Oggi sappiamo tutti che per “fede” si intende una accettazione aprioristica di un concetto, di un dogma, di una realtà divina che deriva dall’abbracciare una certa forma religiosa. Ma il termine latino fides non aveva affatto questa accezione. Infatti esso deriva dalla radice sanscrita *bheidh– che voleva dire legare. Anche il termine greco da esso derivante, peitho vuol dire sì “persuadere” ma anche, e soprattutto, “legare”. La Fides era dunque un legame che prima di tutto teneva uniti il popolo di Roma con i suoi Dei ma che manteneva anche la coesione dell’intero popolo stesso, da qui la presenza “trasversale” dei tre flamini maggiori che rappresentavano e curavano le tre grandi forze che esprimevano la tripartizione cosmica e sociale dei popoli Indo-Arii.
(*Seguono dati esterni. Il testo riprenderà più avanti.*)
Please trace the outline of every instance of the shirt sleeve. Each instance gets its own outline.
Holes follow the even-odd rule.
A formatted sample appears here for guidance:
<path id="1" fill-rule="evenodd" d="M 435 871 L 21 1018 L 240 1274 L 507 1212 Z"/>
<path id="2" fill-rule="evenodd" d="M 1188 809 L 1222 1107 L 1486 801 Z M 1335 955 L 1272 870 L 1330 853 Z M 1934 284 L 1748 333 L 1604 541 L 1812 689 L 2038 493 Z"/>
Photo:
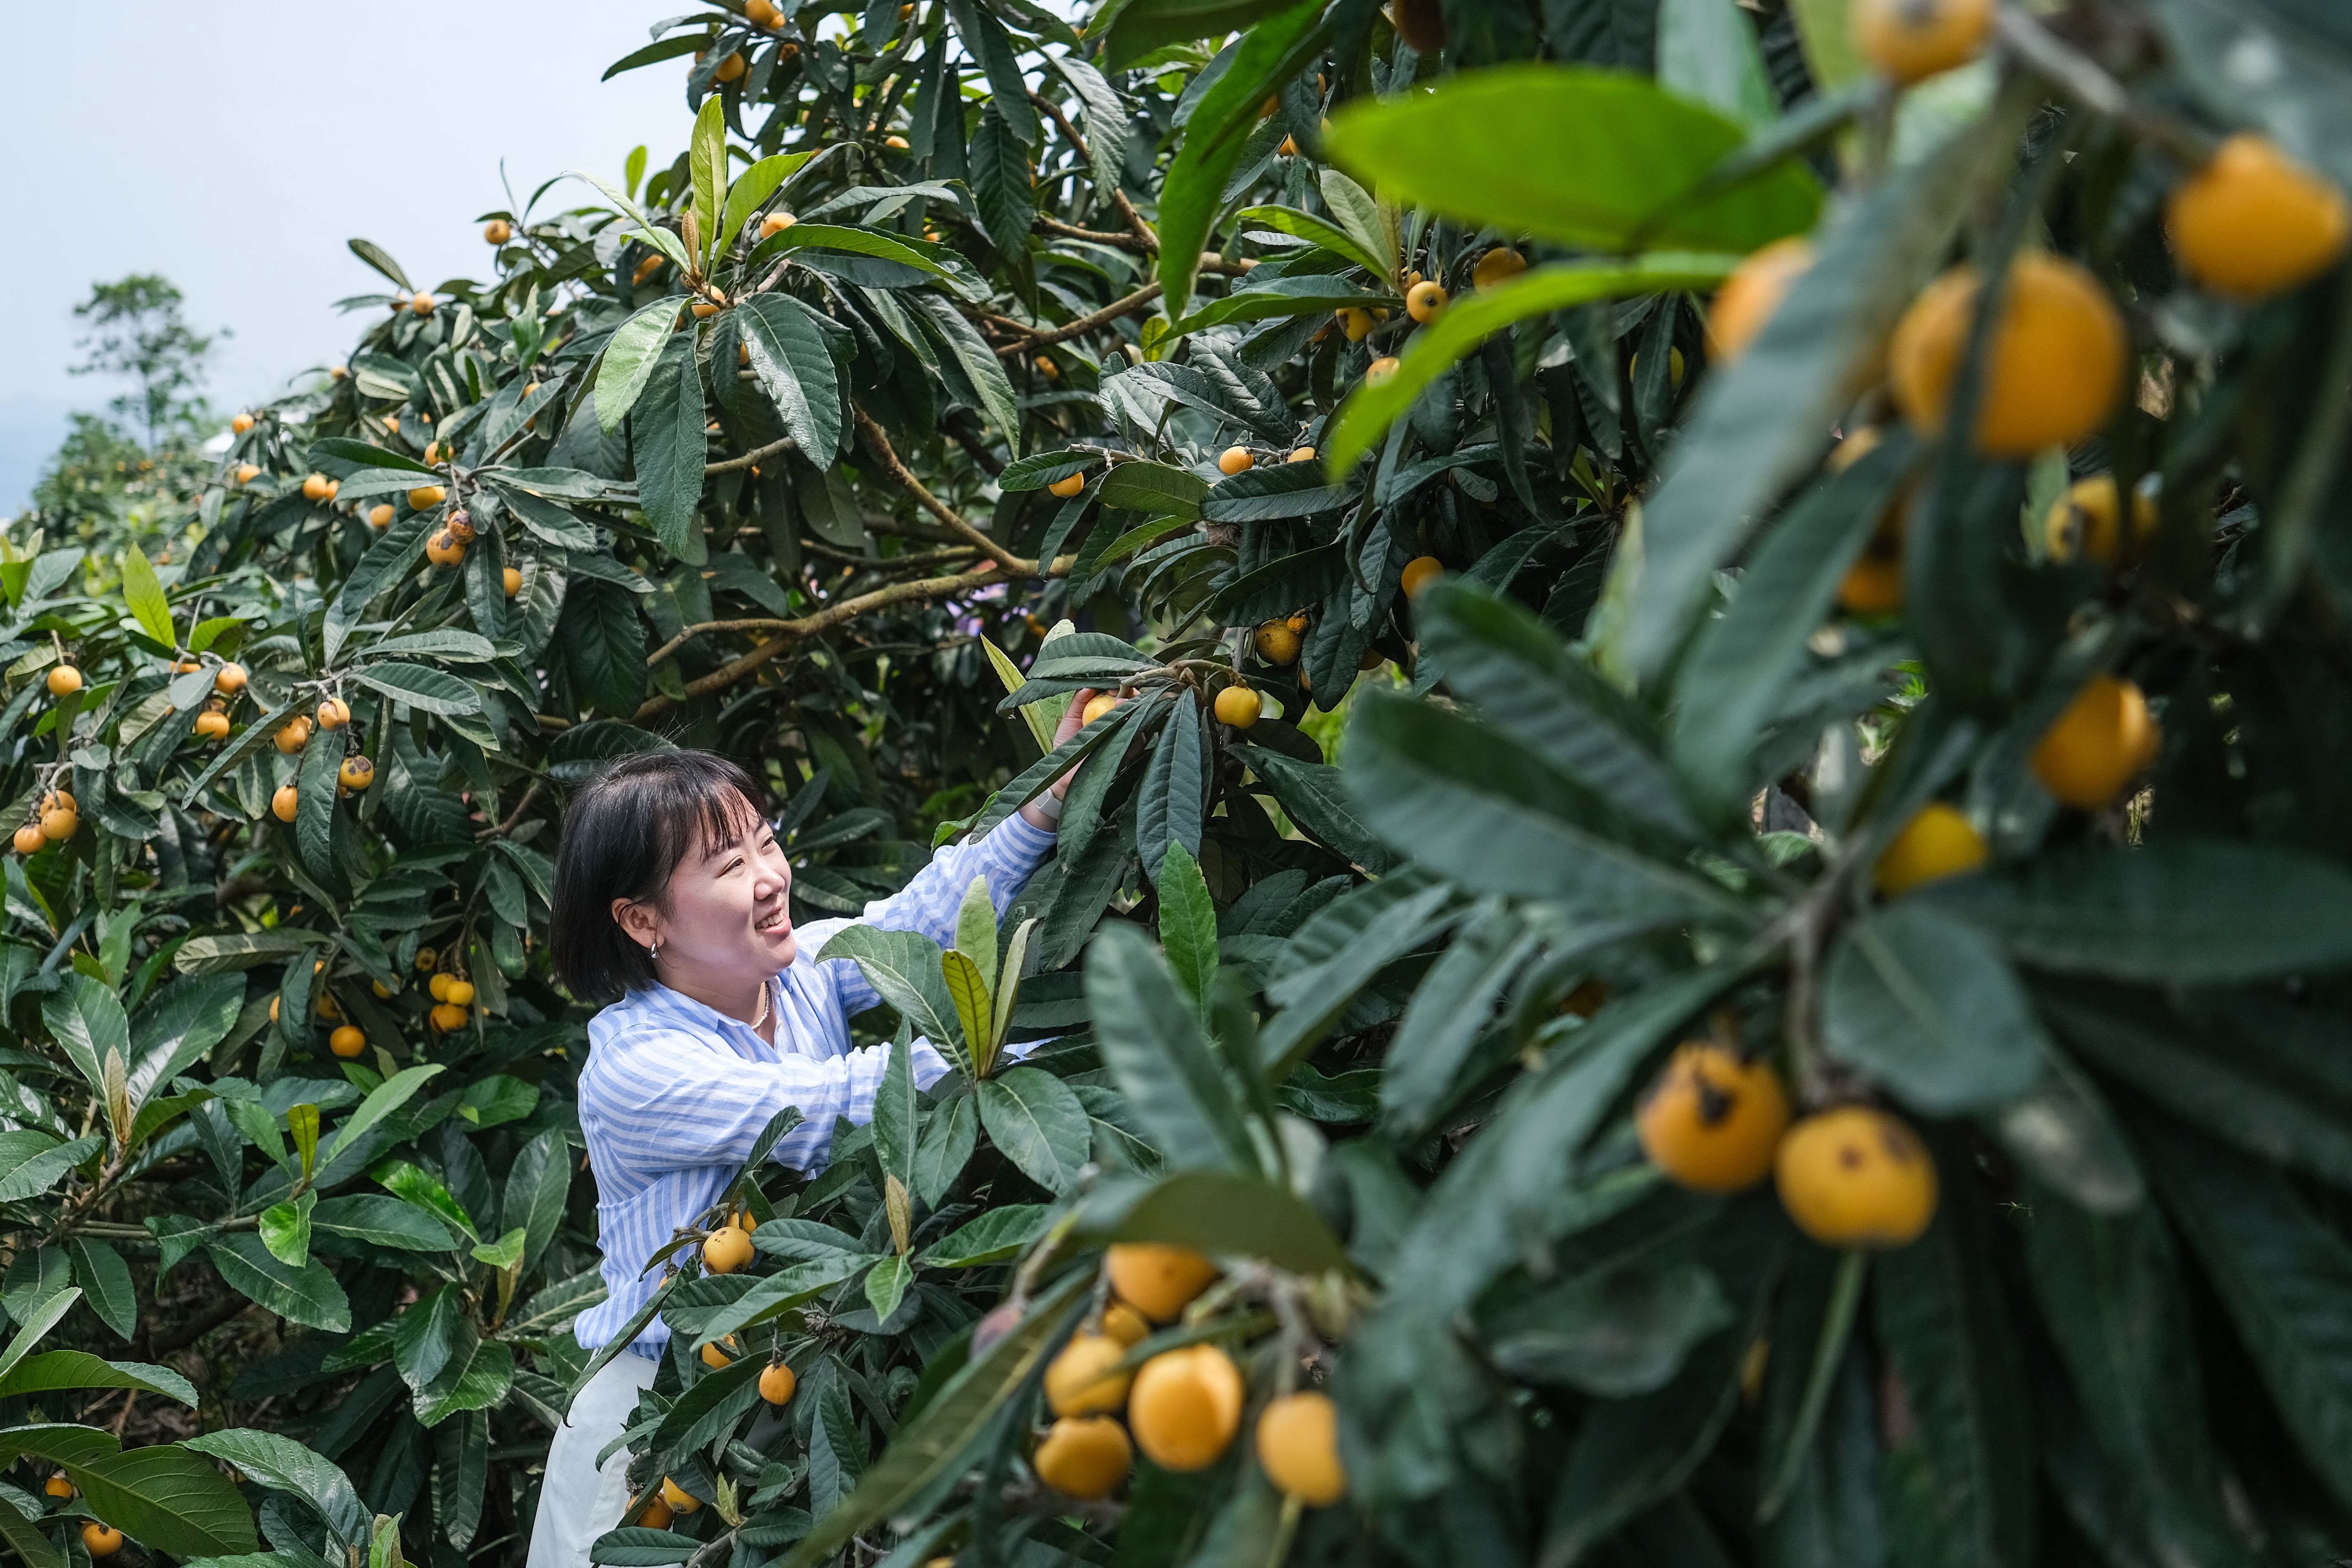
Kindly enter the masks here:
<path id="1" fill-rule="evenodd" d="M 860 1126 L 874 1119 L 891 1047 L 747 1061 L 687 1031 L 664 1029 L 600 1049 L 595 1092 L 616 1152 L 652 1175 L 751 1158 L 753 1142 L 786 1106 L 797 1107 L 803 1120 L 776 1145 L 775 1159 L 798 1170 L 823 1164 L 836 1118 Z M 919 1088 L 947 1071 L 926 1041 L 916 1042 L 910 1065 Z"/>
<path id="2" fill-rule="evenodd" d="M 971 886 L 974 877 L 988 879 L 988 900 L 995 906 L 996 918 L 1001 921 L 1004 911 L 1013 907 L 1013 900 L 1021 896 L 1021 889 L 1029 885 L 1029 879 L 1053 849 L 1054 835 L 1031 826 L 1016 811 L 990 828 L 985 837 L 942 848 L 931 857 L 929 865 L 915 873 L 913 881 L 888 898 L 867 904 L 866 912 L 857 920 L 825 921 L 803 930 L 808 937 L 816 939 L 820 955 L 824 939 L 845 925 L 919 931 L 941 947 L 952 947 L 956 911 L 963 907 L 964 889 Z M 881 1001 L 856 964 L 844 959 L 825 963 L 824 969 L 833 981 L 834 993 L 840 997 L 845 1016 L 856 1017 Z"/>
Il culto di Fides, fondato da Numa Pompilio, potrebbe derivare da quello di un dio più antico, Dius Fidius, una divinità che in epoca pre-romana avrebbe potuto condividere la regalità con Giove prima di perdere la sua importanza e divenire, di fatto, solo un “aspetto” del dio sovrano. Nel suo studio comparato sulle mitologie dei popoli indoeuropei, George Dumezil aveva identificato due grandi aspetti della cosiddetta prima funzione, quella della sovranità: uno riguardante l’aspetto magico, furioso, creatore e direttamente legato alle cose dell’ “altro mondo”, quello del cielo cosmico invisibile, l’altro invece più sacerdotale, giurista, benevolo, legato ai rapporti sacri di questo mondo, quello che vive sotto il cielo luminoso.
Dumezil aveva identificato nella coppia vedica Mitra-Varuna l’archetipo di questo aspetto binario e complementare della sfera
A Roma Giove, signore del cosmo e sovrano terribile che terrorizza i nemici e punisce i cattivi officianti del culto ma anche dio sovrano del diritto, aveva appunto unito in sé le due funzioni assimilando Dius Fidius, il lato “mitraico” della sovranità. Tale aspetto era chiaramente confluito nel culto di Fides: la Bona Fides era il presupposto essenziale per ogni forma di contratto e scambio così come anche dei matrimoni – non a caso ancora oggi ci si scambia la fede – e i sacrifici a Fides venivano fatti esclusivamente con la mano destra, proprio come i giuramenti e le promesse di scambio. A tal proposito l’episodio di Muzio Scevola, che brucia la sua mano destra come pegno per aver mancato il giuramento di uccidere Porsenna, viene definito un esempio di Fides e non è casuale il suo collegamento con il mito nordico del dio Tyr – in germanico Tiwaz o Tiuz, equivalente fonetico di Dius, tutti derivanti dalla radice indoeuropea *deiw- “cielo luminoso” come l’aspetto luminoso di Mitra – che sacrifica la sua mano destra come pegno per aver ingannato il lupo infero Fenrir, divenendo così patrono dei giuramenti e dei patti. Patto, legame, coesione giuridico-sociale e legame con gli Dei dunque. Ma fides era anche altro. Il fatto di “credere” non era affatto assente, ma anche qui purtroppo soffriamo di una degradazione che ci fa intendere un termine antico in maniera parziale se non erronea.